Cześć dziewczynki !;-)
Katalka ja też się czułam jak trzydrzwiowa szafa po porodzie z dobre 2 miesiące. Potem dolina, że nie mam się w co ubrać, wszystko źle wygląda, w końcu pozmieniałam buty, troszkę garderoby i czuję się dobrze:-)
Aneta nie martw się na zapas, ja mam co prawda 24 lata, ale rok temu też ciąża była szokiem dla mnie (płakałam kilka dni) bo to nie tak miało być, ja kończyłam studia, chciałam znaleźć pracę, wyprowadzka do faceta a tu nagle przypadkowo dowiaduje się u lekarza, że to nie ból z zapalenia jajników a fasolka. Nie mieliśmy mieszkania z moim, on nie miał pracy i to był największy ból. Potem w ciąży wielki stres, nie chciałam rodzić siłami natury ( co dzięki Bogu mnie ominęło) bałam się, najchętniej żeby ktoś za mnie urodził. A potem miesiąc czasu stres czy ja dobrze karmię, trzymam, kąpie, skąd te krostki, czy pępek się zagoi. Dodam, że nie chciałam pomocy rodziny.

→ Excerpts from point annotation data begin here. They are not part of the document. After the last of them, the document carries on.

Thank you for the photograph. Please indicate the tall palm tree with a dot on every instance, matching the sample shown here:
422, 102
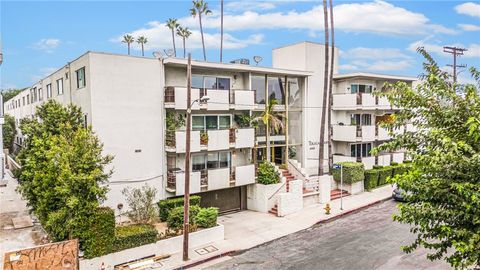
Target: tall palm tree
330, 92
172, 24
184, 33
142, 40
129, 40
321, 147
200, 7
221, 30
272, 120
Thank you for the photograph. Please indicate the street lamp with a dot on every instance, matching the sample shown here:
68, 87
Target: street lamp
186, 201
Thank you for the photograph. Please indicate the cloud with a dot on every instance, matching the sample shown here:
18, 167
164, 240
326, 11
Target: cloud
47, 44
469, 8
469, 27
375, 59
159, 37
375, 17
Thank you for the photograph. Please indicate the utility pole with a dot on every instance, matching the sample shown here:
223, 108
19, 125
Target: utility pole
455, 51
186, 201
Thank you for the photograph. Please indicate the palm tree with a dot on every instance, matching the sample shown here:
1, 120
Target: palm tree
321, 147
129, 40
200, 7
221, 30
184, 33
272, 120
172, 24
330, 93
142, 40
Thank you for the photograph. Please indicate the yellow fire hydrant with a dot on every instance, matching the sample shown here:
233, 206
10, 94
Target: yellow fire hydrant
327, 209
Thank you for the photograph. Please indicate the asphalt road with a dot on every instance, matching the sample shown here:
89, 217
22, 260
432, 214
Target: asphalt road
368, 239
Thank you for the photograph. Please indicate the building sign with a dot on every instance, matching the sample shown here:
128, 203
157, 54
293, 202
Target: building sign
54, 256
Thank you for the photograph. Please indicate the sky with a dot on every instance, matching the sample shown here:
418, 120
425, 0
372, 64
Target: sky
39, 37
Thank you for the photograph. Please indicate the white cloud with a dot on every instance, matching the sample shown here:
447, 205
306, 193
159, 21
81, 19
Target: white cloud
376, 17
47, 44
469, 27
159, 37
469, 8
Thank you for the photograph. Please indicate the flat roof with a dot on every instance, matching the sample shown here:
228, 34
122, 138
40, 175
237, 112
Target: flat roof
235, 67
373, 76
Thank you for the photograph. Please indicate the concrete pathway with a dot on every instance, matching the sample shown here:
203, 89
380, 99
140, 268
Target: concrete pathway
248, 229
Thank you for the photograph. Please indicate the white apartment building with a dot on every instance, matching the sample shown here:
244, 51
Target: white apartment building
136, 105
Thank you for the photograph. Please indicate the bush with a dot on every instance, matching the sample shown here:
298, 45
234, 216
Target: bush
383, 174
165, 206
133, 236
99, 237
175, 216
207, 217
352, 172
371, 179
267, 174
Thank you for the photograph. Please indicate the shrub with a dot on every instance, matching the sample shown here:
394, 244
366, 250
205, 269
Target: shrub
141, 203
267, 174
133, 236
352, 172
166, 205
99, 237
207, 217
383, 174
371, 179
175, 216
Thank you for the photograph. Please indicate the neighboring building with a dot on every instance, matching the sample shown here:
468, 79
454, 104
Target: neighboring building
136, 106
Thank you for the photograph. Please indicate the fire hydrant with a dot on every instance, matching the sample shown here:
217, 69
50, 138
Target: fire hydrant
327, 209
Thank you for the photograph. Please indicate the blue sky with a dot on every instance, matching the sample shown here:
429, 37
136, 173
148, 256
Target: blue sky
373, 36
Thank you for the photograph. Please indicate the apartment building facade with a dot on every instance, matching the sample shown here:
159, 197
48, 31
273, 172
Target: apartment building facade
137, 107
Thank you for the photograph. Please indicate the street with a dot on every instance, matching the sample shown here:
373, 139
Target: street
368, 239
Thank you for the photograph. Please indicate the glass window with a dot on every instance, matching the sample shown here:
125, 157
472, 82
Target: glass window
224, 159
276, 89
198, 122
224, 122
258, 85
60, 86
223, 83
212, 162
198, 162
210, 82
197, 81
211, 122
80, 77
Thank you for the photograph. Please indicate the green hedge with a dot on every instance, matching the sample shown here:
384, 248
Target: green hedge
207, 217
175, 217
383, 174
267, 174
166, 205
98, 238
352, 172
133, 236
371, 179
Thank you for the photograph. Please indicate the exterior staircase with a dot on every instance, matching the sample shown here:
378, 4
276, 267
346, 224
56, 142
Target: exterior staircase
335, 194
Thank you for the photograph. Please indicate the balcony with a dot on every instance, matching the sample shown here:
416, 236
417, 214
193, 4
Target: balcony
351, 133
359, 101
211, 179
220, 100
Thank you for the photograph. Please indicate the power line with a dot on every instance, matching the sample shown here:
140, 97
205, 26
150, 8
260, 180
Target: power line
455, 51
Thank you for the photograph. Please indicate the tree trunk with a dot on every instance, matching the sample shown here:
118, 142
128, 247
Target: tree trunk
330, 93
201, 32
321, 146
221, 31
173, 41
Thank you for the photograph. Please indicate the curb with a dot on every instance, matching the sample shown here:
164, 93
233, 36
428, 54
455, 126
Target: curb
323, 221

A teraz nie wyobrażam sobie życia bez mojego synka. Czasami żałuję, że miałam myśli, że nie chcę dzieci. Nasze życie się zmieniło, już nie ma chodzenia na imprezy piątek, sobota i spanie do wieczora w niedzielę. Ale już nie żałuję:-)
I tobie też tego życzę. Powodzenia.
A tak w ogóle nie odzywałam się trochę, bo zajmowałam się moją piszczałką i czasu brak;-)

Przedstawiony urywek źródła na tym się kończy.